Background to the assignment
In this assignment you will be investigating pulse rate data collected by a sports science researcher who
was interested in the effects of various factors on pulse rates at rest and after a short burst of exercise.
The data was collected from 91 undergraduate volunteers as follows: The researcher began by recording
the height, weight, gender, smoking habits (i.e. smoker or non-smoker), daily activity level, and resting
pulse rate of the volunteers. The researcher then divided the volunteers at random into two groups. The
first group ran in place for a minute while the other group stood still. Then, the volunteers in each group
recorded their pulse rates once more.
The data is contained in the Excel worksheet “pulse rate data” from the file pulserates.xlxs, and contains
8 columns:
Column Name Description
A Pulse1 Resting Pulse
B Pulse2 Pulse after running or not running
C Ran Whether student ran or not (‘Yes’ or ‘No’)
D Smokes Whether student smokes (‘Yes’ or ‘No’)
E Gender Gender of student: M or F
F Height Student’s height in inches
G Weight Student’s weight in pounds
H Activity Daily activity level (Slight, Moderate, or A Lot)
The Excel file pulserates.xlxs can be found on the Vision page in the Assignment folder under Assessment.
The Excel file pulserates.xlxs also contains a worksheet per task and question of the assignment. These
worksheets must be used to answer the questions, and will be part of your report (see Section Points
to note – General style).
Assignment Tasks
Task 1 – Investigation of resting pulse

  1. To investigate differences between resting pulse rate for smokers and non-smokers, calculate
    summary statistics for resting pulse for smokers and non-smokers and produce boxplots for resting
    pulse for smokers and non-smokers.
    Comment on these statistics and plots.
    (2 marks)
  2. Investigate differences between resting pulse rate for men and women by calculating summary
    statistics for resting pulse for each group and producing boxplots for resting pulse for each group.
    Comment on these statistics and plots.
    (2 marks)
  3. Investigate whether there is a statistically significant difference between the mean resting pulse
    for men and women by carrying out an appropriate 2-sided t-test on the difference in the mean
    pulse rates for the two groups (set the confidence level at 95%).
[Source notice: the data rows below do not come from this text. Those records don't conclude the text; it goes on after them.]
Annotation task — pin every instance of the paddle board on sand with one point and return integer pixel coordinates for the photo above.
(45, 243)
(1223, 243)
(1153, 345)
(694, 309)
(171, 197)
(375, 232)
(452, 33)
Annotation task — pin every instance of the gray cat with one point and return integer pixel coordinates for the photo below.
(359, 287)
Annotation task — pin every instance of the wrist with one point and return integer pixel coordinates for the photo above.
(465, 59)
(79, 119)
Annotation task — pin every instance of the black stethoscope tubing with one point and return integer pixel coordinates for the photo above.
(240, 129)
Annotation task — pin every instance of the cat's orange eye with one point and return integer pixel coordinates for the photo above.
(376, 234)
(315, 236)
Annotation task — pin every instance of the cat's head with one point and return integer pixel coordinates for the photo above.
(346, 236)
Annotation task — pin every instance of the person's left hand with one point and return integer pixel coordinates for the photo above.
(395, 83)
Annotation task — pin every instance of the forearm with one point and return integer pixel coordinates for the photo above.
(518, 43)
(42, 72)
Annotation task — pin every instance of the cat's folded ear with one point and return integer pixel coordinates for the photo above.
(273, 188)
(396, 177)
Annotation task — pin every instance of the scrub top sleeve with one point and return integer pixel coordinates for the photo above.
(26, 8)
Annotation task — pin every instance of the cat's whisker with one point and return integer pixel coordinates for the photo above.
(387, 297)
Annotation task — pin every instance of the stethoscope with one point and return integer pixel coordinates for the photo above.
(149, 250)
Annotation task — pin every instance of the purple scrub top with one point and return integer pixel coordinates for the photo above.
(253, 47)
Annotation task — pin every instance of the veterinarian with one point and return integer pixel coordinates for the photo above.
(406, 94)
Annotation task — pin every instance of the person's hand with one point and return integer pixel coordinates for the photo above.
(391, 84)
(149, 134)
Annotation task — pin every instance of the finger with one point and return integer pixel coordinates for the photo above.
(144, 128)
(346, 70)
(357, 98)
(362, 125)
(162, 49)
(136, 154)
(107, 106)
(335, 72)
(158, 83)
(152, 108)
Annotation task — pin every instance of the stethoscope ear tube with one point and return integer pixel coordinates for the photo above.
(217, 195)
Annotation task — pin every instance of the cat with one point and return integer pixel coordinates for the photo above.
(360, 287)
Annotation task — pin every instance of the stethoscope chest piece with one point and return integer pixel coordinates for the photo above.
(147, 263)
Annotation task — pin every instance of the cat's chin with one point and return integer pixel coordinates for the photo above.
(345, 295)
    Clearly state your hypotheses and the assumptions needed for the test, and interpret the result.
    (3 marks)
    Task 2 – Investigation of runners/non-runners
  4. Create a new column called Differences containing the difference between pulse after running/not
    running and resting pulse. These values should be reported in the appendix.
    Split the column Differences in two new columns, whether the student ran or didn’t run. Produce
    dotplots of the differences for the runners and the non-runners.
    Comment on the dotplots.
    (3 marks)
  5. For the group that ran, carry out an appropriate 1-sided t-test for the mean difference between the
    first pulse measurement and the second pulse measurement (set the confidence level at 95%).
    Clearly state your hypotheses and the assumptions of the test, and interpret the result.
    (3 marks)
    Task 3 – Relationship between height and weight
    The two following sub-tasks can be performed in the same Excel worksheet (Task 3 – Q1&2)
  6. Using the regression tool, plot weight against height and comment on the plot. Use the method
    of least squares regression to obtain an equation for weight in terms of height (i.e. find α and β
    such that Weight=α+βHeight.
    (3 marks)
  7. Use the residuals from the regression to comment on whether the assumptions of the regression
    model are justified. Support your commentary with appropriate plots.